One success story involves a prominent webtoon and web novel service provider with over 800,000 users, using Web-X DRM to protect their content from scraping and screen capturing. This success has sparked interest from other similar service providers considering Web-X DRM to protect their web-based content.
Another success is with 45 public digital libraries in Korea, which adopted Web-X DRM to secure eBook content accessible via web browsers. The libraries and users are highly satisfied with the service, which eliminates the need for client-side installation or updates across devices. This has enhanced user experience and operational efficiency, leading to more libraries showing interest in Web-X DRM.
In the educational sector, an educational video service provider used Web-X DRM to prevent downloading original video files from web page source URLs. Previously unprotected, the company integrated Web-X DRM in a week, securing over 1,000 videos with minimal service disruption.

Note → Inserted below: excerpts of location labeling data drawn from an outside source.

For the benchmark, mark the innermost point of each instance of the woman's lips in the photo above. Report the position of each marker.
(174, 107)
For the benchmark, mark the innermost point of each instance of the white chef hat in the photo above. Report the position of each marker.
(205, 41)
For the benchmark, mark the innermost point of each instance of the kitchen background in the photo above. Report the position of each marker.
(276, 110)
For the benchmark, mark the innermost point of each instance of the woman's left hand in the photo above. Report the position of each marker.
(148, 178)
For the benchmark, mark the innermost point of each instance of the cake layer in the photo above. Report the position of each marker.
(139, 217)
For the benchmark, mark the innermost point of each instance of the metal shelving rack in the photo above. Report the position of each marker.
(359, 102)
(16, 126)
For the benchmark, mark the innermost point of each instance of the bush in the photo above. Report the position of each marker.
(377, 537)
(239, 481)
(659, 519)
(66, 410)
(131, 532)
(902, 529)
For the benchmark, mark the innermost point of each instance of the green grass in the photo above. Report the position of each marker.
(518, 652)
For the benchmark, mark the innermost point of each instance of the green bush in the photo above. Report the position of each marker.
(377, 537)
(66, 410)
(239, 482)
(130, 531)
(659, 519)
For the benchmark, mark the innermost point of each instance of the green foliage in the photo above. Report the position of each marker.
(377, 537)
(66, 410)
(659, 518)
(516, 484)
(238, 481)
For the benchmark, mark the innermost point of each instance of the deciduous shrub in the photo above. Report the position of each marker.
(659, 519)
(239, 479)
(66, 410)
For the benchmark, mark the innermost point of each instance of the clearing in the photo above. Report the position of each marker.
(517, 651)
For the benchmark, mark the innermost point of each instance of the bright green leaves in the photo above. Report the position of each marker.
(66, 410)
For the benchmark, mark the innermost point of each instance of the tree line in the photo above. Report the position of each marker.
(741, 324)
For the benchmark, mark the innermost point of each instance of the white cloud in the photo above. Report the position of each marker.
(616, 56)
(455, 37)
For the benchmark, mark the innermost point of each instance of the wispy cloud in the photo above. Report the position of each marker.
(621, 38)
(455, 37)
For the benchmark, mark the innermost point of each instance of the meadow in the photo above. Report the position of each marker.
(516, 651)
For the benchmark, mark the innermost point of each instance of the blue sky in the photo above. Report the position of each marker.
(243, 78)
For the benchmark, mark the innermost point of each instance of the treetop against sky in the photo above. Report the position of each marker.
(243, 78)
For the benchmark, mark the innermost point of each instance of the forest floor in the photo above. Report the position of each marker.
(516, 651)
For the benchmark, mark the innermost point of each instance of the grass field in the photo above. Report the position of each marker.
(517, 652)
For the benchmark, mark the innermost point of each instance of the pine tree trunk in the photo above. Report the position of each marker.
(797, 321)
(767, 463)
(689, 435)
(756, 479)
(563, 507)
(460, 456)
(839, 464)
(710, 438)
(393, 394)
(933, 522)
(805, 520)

A large food company with over 2,000 franchise offices adopted Web-X DRM to protect sensitive internal content, like recipes and proprietary data, shared through their internal web system. Despite outdated client devices running WinCE with IE9, Web-X DRM prevented screenshots and distribution by embedding visible watermarks with user IDs and scrambling web content text, enhancing internal security.
These stories highlight Web-X DRM’s significant impact on protecting digital content across various industries.
Looking forward, what are the upcoming trends or technologies in DRM that you think will shape the future of web content protection?
The future of web content protection will be shaped by emerging trends and technologies, especially after the 2022 U.S. Federal Court precedent involving LinkedIn and HiQ Labs. This ruling, which allows web scraping from publicly accessible content, indicates a substantial challenge to content security, as it becomes increasingly difficult to prevent access for unauthorized data gathering from publicly accessible web pages.
Moreover, as we advance into the era of Large Language Models (LLM) based on AI, protecting web content becomes crucial. LLM systems rely on vast data for training, increasing the risk of unauthorized use of proprietary content from the web. Robust DRM solutions are needed to secure content at both the access control and content levels, ensuring the integrity and ownership of digital assets.
Future DRM technology will likely focus on sophisticated content-level protection mechanisms beyond traditional access control. Advanced encryption techniques, watermarking, and secure content distribution frameworks will be essential in safeguarding digital assets.